鈴木宗男氏、侵攻後2度目の訪ロ 前回は帰国後に離党

AI要約

ロシアを訪れている鈴木宗男参院議員が、領土問題の解決や平和条約の締結を国益として掲げ、ウクライナ侵攻について日本政府の姿勢を批判している。

鈴木氏はロシアの要人との会談を通じ、福島第一原発処理水の問題や北方四島での漁業再開についても協議している。

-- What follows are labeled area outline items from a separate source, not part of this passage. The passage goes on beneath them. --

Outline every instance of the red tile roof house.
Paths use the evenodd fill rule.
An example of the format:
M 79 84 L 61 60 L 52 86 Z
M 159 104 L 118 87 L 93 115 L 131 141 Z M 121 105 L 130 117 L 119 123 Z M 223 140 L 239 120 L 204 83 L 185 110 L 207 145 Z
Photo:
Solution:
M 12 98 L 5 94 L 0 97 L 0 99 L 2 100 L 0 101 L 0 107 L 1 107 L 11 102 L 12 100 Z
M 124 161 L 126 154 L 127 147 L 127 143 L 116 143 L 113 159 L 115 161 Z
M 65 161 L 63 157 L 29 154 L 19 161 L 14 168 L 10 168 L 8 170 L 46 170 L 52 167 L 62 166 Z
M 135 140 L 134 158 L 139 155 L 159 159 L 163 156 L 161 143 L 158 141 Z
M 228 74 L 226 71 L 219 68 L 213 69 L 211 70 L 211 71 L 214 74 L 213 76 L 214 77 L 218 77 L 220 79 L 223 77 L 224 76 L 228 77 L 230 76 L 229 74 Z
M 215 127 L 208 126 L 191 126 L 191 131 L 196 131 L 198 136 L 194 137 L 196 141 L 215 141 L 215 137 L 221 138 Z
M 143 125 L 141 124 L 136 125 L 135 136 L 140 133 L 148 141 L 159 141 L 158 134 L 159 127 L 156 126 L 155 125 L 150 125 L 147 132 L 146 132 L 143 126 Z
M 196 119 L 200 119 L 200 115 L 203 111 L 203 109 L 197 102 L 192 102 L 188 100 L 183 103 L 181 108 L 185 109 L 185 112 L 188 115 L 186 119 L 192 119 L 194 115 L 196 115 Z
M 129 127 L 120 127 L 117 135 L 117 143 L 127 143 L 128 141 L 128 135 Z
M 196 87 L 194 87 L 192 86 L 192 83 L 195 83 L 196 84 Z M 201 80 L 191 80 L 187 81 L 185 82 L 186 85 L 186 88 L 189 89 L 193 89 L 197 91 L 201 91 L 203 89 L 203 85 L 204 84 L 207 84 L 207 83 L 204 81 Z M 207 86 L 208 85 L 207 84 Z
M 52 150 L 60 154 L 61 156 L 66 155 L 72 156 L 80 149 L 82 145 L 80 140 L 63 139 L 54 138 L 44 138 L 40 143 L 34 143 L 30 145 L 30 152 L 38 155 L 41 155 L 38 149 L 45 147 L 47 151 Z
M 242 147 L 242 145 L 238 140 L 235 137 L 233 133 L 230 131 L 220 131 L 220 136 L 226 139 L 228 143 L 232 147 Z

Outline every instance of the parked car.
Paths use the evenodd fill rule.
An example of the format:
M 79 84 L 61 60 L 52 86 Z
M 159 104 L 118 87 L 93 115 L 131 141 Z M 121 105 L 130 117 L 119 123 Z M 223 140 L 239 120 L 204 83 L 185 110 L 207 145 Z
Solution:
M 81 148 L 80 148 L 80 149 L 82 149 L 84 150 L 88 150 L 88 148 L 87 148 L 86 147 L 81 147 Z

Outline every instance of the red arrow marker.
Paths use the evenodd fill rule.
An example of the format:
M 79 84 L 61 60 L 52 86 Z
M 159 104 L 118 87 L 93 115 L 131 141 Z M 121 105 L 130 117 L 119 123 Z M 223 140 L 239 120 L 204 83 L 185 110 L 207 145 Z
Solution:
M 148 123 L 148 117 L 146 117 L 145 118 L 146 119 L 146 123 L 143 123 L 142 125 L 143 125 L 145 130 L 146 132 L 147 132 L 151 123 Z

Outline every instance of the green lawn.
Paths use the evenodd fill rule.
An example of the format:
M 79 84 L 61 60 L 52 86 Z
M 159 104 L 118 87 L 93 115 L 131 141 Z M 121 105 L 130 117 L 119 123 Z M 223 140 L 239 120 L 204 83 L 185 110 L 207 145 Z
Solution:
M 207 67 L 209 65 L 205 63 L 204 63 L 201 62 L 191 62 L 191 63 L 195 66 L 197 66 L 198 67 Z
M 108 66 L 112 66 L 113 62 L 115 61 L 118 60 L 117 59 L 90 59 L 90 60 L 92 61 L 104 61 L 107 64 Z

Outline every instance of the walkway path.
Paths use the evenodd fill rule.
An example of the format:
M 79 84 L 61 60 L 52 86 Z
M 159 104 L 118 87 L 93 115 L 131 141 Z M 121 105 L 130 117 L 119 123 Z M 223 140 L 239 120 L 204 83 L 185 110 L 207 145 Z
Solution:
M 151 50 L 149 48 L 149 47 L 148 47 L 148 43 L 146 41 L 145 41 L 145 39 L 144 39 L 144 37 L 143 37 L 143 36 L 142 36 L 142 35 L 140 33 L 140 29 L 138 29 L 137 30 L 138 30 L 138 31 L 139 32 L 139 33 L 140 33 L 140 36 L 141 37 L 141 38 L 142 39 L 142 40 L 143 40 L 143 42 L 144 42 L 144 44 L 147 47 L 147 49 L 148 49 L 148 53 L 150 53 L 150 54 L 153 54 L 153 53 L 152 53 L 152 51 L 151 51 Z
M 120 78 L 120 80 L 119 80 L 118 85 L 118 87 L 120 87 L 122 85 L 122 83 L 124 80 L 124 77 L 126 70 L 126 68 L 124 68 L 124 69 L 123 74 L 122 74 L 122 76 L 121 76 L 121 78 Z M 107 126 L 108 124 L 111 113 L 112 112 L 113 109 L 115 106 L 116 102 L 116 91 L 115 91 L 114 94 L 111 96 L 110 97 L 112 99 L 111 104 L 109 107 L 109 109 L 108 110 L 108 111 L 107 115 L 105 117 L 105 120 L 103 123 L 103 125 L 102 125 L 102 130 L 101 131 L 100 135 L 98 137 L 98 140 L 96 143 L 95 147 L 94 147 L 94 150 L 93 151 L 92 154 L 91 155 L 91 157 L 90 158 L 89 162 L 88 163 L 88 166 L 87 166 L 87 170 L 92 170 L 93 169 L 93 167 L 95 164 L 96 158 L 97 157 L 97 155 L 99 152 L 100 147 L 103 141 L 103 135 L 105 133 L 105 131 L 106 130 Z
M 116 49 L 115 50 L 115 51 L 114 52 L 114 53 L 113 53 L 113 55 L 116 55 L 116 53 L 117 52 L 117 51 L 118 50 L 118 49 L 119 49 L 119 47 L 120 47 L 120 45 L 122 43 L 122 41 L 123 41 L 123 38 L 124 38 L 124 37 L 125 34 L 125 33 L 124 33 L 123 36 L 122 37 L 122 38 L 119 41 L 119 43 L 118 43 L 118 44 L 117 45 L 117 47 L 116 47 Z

彼はロシア寄りの姿勢を示し、G7に依存することなく日本政府が独自の対応を取るべきだと訴えている。

鈴木宗男氏、侵攻後2度目の訪ロ 前回は帰国後に離党

 ロシアを訪問中の鈴木宗男参院議員が29日、モスクワで日本の報道陣の取材に応じた。「領土問題の解決、平和条約の締結が日本の1番の国益だ」と訪ロの理由を説明し、ウクライナ侵攻をめぐり米欧とともにロシアと対立する日本政府の姿勢を批判した。際立ったロシア寄りの姿勢を示す鈴木氏は昨年10月にもロシアを訪問して外務次官らと会談していた。

 鈴木氏は同日、ロシアのヤコブレフ漁業庁副長官と会談。東京電力福島第一原発の処理水の海洋放出の安全性を説明。北方四島周辺での日本漁船の安全操業の早期再開などについて議論した。31日は前駐日大使のガルージン外務次官らと会談するという。

 鈴木氏は「ヤコブレフ氏がクレムリン(ロシア大統領府)の判断が重いと述べた」として、「日本政府は国益に沿った対応をしなくてはならない」と、プーチン大統領の意向を踏まえた対応を政府に求めた。

 「G7(主要7カ国)の連携での一方的な肩入れは、本当に日本のためになるのか」「米国に引きずられるだけで日本が生きていけるのか」などとも持論を展開。占領地からのロシアの撤退を条件にしない中国などの和平提案を評価し、日本も協力するべきだと主張した。

 また、侵攻の根本原因はウクライナのゼレンスキー大統領や北大西洋条約機構(NATO)にあるとも主張。プーチン氏が提案した、ウクライナに実質的な降伏を求める和平協議の条件を踏まえ、日本政府が対応すべきだとした。

 ウクライナ侵攻後、ロシアを訪れた国会議員は鈴木氏だけ。ただ、昨年10月の訪問は、所属していた日本維新の会への事前の届け出がなかったことから、帰国後に離党することになった。